# Is $|x_1-y_2|^p+|x_2-y_1|^p \ge |x_1-y_1|^p+|x_2-y_2|^p$ for any $0 \le x_1 \le x_2$ and $0 \le y_1 \le y_2$ and any positive integer $p$?

Is $|x_1-y_2|^p+|x_2-y_1|^p \ge |x_1-y_1|^p+|x_2-y_2|^p$ for any $0 \le x_1 \le x_2$ and $0 \le y_1 \le y_2$ any positive integer $p$? I think it holds for $p=1$, since the only possible cases are

$x_1\le x_2 \le y_1 \le y_2$

$x_1\le y_1 \le y_2 \le x_2$

$x_1\le y_1 \le x_2 \le y_2$

and their symmetric ones (exchange $x$ and $y$), and we can draw on real lines to show the inequality holds for $p=1$ for all such cases.

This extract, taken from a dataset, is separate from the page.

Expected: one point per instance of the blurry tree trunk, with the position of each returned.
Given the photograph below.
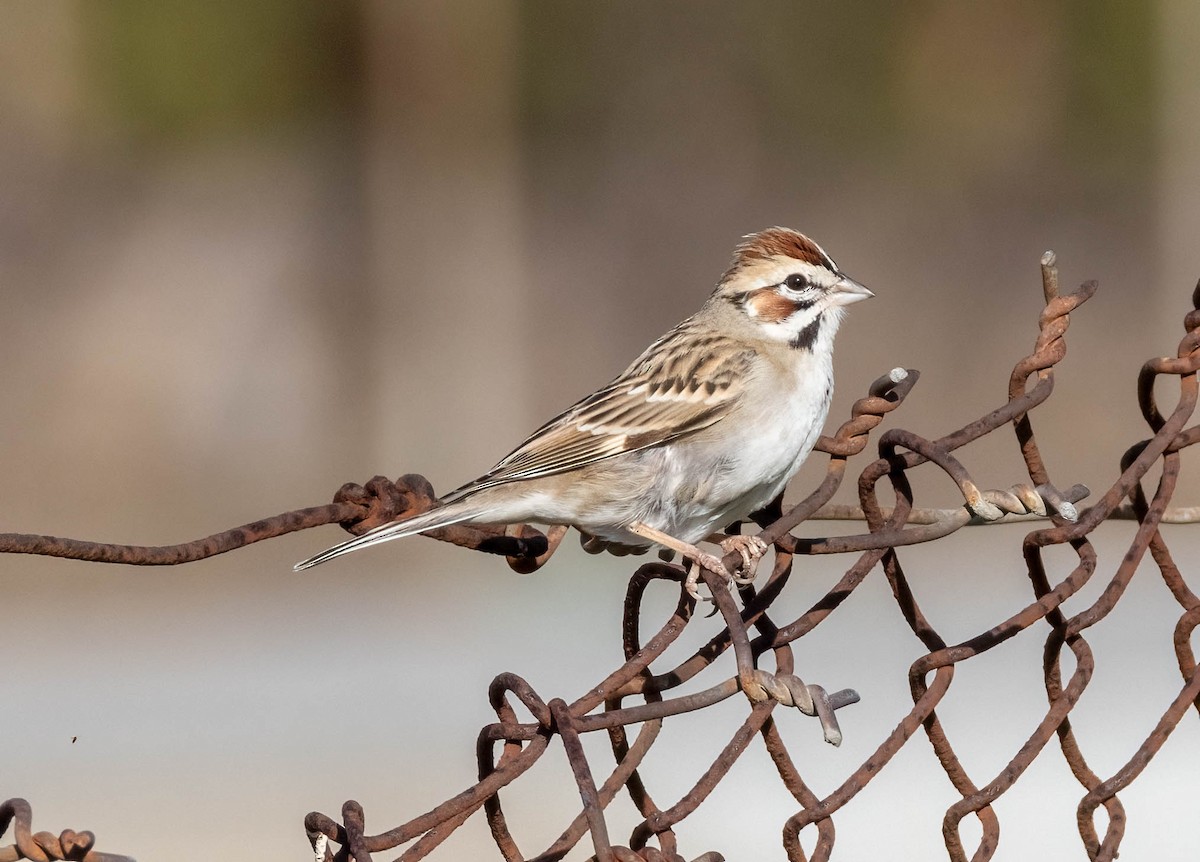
(1179, 184)
(445, 246)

My question is that is this true for all positive integers $p$ and how do I algebraically prove this? In addition, if this does not hold for any non-negative real number, does it hold for non-negative integers? Thank you!

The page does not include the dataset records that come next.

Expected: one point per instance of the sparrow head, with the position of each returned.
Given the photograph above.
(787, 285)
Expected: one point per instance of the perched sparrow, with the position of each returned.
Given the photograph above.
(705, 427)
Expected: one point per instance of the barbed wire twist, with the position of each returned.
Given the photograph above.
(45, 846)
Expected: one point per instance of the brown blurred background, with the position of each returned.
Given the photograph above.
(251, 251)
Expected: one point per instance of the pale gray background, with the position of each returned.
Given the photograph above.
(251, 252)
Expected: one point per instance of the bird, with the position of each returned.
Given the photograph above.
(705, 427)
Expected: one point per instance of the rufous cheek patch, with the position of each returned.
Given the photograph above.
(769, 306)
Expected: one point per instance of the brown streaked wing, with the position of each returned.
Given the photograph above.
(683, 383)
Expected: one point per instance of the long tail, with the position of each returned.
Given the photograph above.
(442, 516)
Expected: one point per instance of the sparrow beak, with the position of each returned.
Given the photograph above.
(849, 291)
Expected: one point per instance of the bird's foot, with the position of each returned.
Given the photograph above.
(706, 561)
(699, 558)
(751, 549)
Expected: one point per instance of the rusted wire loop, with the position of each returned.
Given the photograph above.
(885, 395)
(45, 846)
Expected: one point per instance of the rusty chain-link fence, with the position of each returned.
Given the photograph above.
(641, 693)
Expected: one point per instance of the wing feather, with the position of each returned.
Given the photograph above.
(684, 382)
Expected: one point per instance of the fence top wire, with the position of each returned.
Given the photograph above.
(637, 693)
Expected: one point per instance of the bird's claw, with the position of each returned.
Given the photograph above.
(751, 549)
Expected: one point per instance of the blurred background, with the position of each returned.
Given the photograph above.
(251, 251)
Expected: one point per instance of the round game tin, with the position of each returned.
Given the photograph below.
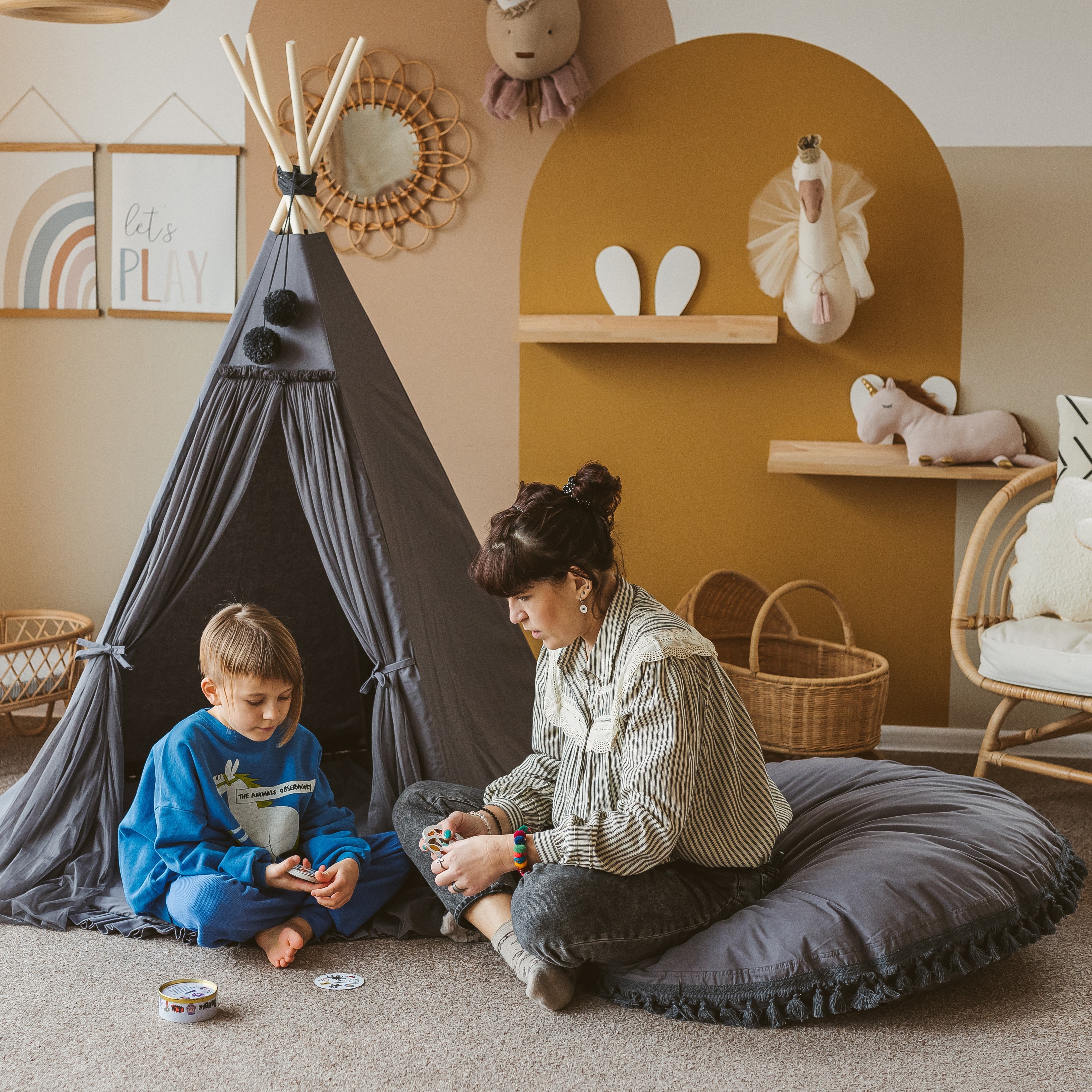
(188, 1001)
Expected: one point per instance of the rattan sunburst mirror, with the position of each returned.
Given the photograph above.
(398, 162)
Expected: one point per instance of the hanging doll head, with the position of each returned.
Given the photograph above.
(531, 39)
(812, 173)
(534, 49)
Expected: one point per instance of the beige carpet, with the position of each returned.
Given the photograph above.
(78, 1010)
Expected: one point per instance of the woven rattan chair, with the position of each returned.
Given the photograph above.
(992, 608)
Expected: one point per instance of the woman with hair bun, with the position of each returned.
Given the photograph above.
(645, 813)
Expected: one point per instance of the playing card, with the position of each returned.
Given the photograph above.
(339, 981)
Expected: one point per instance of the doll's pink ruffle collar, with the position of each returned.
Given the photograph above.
(562, 92)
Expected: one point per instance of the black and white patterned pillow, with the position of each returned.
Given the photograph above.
(1075, 437)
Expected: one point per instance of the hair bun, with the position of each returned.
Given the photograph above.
(597, 487)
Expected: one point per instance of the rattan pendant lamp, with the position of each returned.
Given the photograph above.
(83, 11)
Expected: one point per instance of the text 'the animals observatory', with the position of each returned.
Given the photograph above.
(534, 46)
(808, 242)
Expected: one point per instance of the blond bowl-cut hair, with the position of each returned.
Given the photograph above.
(244, 639)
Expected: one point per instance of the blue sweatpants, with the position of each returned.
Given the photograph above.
(221, 910)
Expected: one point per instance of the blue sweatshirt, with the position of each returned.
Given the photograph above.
(212, 801)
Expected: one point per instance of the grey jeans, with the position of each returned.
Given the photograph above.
(569, 916)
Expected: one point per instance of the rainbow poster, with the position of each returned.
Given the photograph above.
(47, 232)
(173, 234)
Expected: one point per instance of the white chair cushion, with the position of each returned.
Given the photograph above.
(1044, 653)
(1053, 574)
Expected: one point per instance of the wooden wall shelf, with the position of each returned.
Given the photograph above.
(871, 460)
(661, 329)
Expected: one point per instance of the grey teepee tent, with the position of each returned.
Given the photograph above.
(372, 561)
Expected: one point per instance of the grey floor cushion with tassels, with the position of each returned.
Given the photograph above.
(895, 880)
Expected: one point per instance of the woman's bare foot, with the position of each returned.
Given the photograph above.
(282, 943)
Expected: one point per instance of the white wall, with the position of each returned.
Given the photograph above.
(105, 80)
(975, 72)
(91, 411)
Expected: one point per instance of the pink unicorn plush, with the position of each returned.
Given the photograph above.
(933, 437)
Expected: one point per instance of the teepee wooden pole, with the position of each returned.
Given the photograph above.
(269, 133)
(260, 79)
(336, 107)
(336, 96)
(328, 98)
(298, 114)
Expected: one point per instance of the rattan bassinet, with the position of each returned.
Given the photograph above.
(805, 696)
(38, 661)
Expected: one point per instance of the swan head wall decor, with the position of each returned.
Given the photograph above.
(533, 44)
(808, 242)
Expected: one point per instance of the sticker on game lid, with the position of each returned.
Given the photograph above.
(188, 1001)
(339, 981)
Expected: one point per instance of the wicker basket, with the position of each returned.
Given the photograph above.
(812, 697)
(38, 661)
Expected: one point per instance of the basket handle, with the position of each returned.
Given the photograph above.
(784, 590)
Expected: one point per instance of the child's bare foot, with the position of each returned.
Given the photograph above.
(282, 943)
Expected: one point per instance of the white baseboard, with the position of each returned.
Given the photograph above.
(900, 737)
(968, 742)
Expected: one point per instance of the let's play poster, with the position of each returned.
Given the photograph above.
(174, 233)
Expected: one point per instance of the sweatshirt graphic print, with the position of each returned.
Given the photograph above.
(272, 827)
(212, 801)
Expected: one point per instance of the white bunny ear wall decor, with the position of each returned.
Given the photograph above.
(621, 283)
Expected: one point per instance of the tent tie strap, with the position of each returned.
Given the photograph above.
(100, 649)
(381, 675)
(295, 184)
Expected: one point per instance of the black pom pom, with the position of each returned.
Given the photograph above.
(261, 346)
(281, 307)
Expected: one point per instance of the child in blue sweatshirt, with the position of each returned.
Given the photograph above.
(233, 798)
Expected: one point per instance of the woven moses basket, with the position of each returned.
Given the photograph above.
(805, 696)
(38, 661)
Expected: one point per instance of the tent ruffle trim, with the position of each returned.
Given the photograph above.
(866, 985)
(277, 375)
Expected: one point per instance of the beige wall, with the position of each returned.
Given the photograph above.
(91, 411)
(446, 313)
(1027, 321)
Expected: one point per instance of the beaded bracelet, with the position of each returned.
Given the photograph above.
(520, 858)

My attempt (help check if my attempt is correct, thanks!):

For the last case $x_1\le y_1 \le x_2 \le y_2$, let >$|x_1-y_1|=a,|y_1-x_2|=b,|x_2-y_2|=c$, then

$|x_1-y_1|^p+|x_2-y_2|^p=a^p+c^p\le|x_1-y_2|^p+|x_2-y_1|^p=(a+b+c)^p+b^p$, where $a,b,c\ge 0$.

For the second case $x_1\le y_1 \le y_2 \le x_2$, let >$|x_1-y_1|=a,|y_1-y_2|=b,|y_2-x_2|=c$, then

$|x_1-y_1|^p+|x_2-y_2|^p=a^p+c^p\le|x_1-y_2|^p+|x_2-y_1|^p=(a+b)^p+(b+c)^p$, where $a,b,c\ge 0$.

The remaining one is the first case, which is equivalent to ask if $(a+b)^p+(b+c)^p \le (a+b+c)^p + b^p$ for any $a,b,c \ge 0$. This is true since the expansion of $(a+b+c)^p$ contains $(a+b)^p$ and $(b+c)^p$ when $p$ is a positive integer.

• I'm not sure this works, but my first instinct is to use the Triangle Inequality with a weird distance metric. Oct 25 '16 at 17:21
• Noting that $d_p(x,y) = |x-y|^p$ is itself a metric, can't you use the exact same argument that you did for $p=1$ to show it works for all $p$? Oct 25 '16 at 17:43
• @Nitin I am thinking about this, but I have trouble. We have $|x_1-y_1|^p \le |x_1-x_2|^p+|x_2-y_1|^p$ and $|x_2-y_2|^p \le |x_2-y_1|^p+|y_1-y_2|^p$. But we seem to need a lower bound for $|x_1-y_2|^p+|x_2-y_1|^p$? Oct 25 '16 at 17:53
• Looks like your proof is correct. Oct 25 '16 at 18:31

Your arguments are true for all integer $p$.

Here are the three cases (always $a,b,c\ge 0$):

For the last case $a^p+c^p\le(a+b+c)^p+b^p$ is true since, by expansion, already $a^p+c^p\le(a+b+c)^p$ for all $p$.

For the second case $a^p+c^p\le(a+b)^p+(b+c)^p$, which is trivially true.

For the first case we must have $(a+b)^p+(b+c)^p \le (a+b+c)^p + b^p$. Here your argument that the expansion of $(a+b+c)^p$ contains $(a+b)^p$ and $(b+c)^p$ is not true since your argument uses $b$ twice. However, the condition nevertheless holds. Consider

$$(a+b)^p+(b+c)^p = (a+b)^p+ b^p + c^p + \sum_{n=1}^{p-1} \binom{p}{n}c^n b^{p-n}$$

and $$(a+b+c)^p + b^p = (a+b)^p+ b^p + c^p + \sum_{n=1}^{p-1} \binom{p}{n}c^n (a+b)^{p-n}$$

So we need to show

$$\sum_{n=1}^{p-1} \binom{p}{n}c^n b^{p-n} \le \sum_{n=1}^{p-1} \binom{p}{n}c^n (a+b)^{p-n}$$

which is true term-wise since always $b \le a+b$.